Okay, I’m back. So… there you have it. Before I sign off, here are a few links you might want to check out… assuming you’re a glutton for punishment that is. Here’s the press release from the Federal Reserve describing the investigation’s conclusion: For Immediate Release from the Federal Reserve Board of Governors
And here’s the press release from the OCC, which has links to the actual enforcement actions against the eight servicers called out by that agency’s investigation: OCC Takes Enforcement Action Against Eight Servicers for Unsafe and Unsound Foreclosure Practices
I should mention that this farce of an investigation by our federal banking regulators is not precluding the state attorneys general from continuing to pursue their own independent… and God willing… more stringent settlement with the mortgage servicers… and reports are that they will continue to do just that. Not that I have much faith that the 50 AGs are going to do all that much more… but I don’t see how they could accomplish any less.
And those critical of the Fed’s investigation and “enforcement action,” if it can even be called that, are making their voices heard with literally dozens of consumer advocacy organizations speaking out against the wholly insipid outcome, arguing that the consent decrees do not hold servicers accountable for illegal practices or stop avoidable foreclosures.
Numerous agencies signed onto a letter sent to Ben Bernanke, Sheila Bair, John Walsh (OCC) and John Bowman (OTS) asking that the Feds work with the state AGs on a tougher settlement. Among other things, the letter states:
“Millions of homeowners have been victimized by the fraudulent and abusive practices of mortgage servicers whose staff are trained for collection activities rather than loss mitigation, whose infrastructure cannot handle the volume and intensity of demand, and whose business records are a mess. Servicers falsify court documents in large part because they have not kept the accurate records of ownership, payments and escrow accounts that would enable them to proceed legally. The robo-signing allegations are the most obvious evidence that servicers are routinely failing to comply with the requirements of the laws and contractual provisions to which they are subject and the tip of the iceberg of servicer noncompliance.
These proposed consent orders also appear to do nothing to ensure that homeowners will be protected from past and existing abuses in the mortgage servicing process. The standards and methodology for the third-party review are vague. The proposed orders also provide no guidelines on loss mitigation or on evaluations for core servicing abuses, including application of payments, assessment of fees, or force placed insurance. Finally, the servicers may seek to inappropriately use these self-fashioned reviews as shields against other actions against them by homeowners or government enforcement agencies.

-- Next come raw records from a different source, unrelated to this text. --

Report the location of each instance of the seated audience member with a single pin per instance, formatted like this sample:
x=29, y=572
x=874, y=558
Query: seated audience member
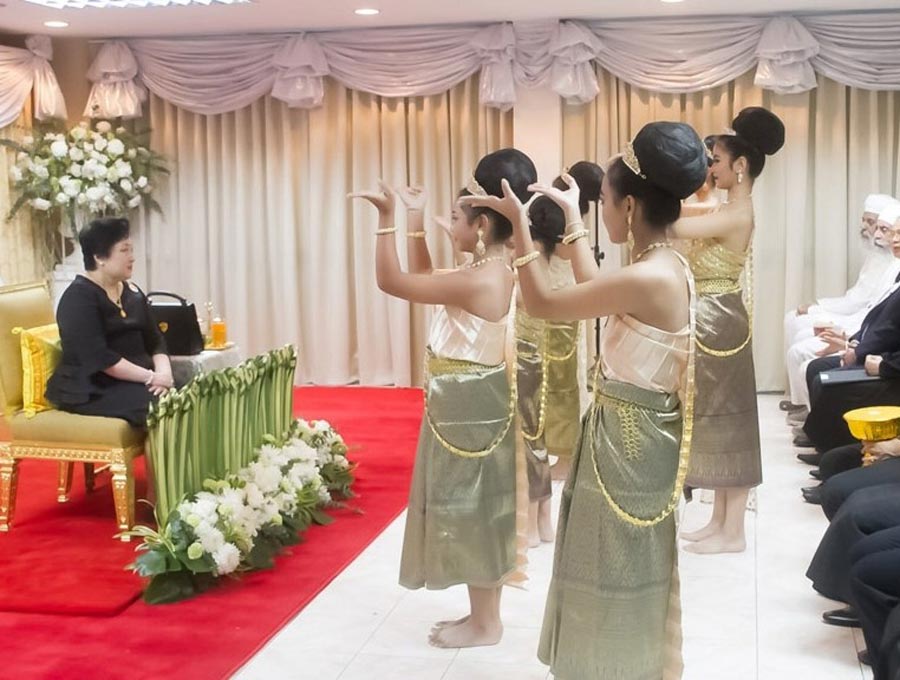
x=114, y=359
x=845, y=314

The proposed consent orders do not provide the accountability and rigor required to right this foreclosure crisis. They are clearly not intended to do so. We request that you withdraw the proposed orders and work with the state Attorneys General and United States Department of Justice on a joint settlement.”
So… what will happen next? I honestly have no idea. On one hand, I’d like to believe that my fellow citizens could not possibly abide this kind of flagrant corruption, dereliction of duty and at the utmost best… absolute ineptitude.
On the other hand, are you following American Idol this season? I just love the guy that plays the stand-up bass, don’t you? He won’t win, but he has great taste in music, I think. And what about Obama’s birth certificate… Trump in ’12?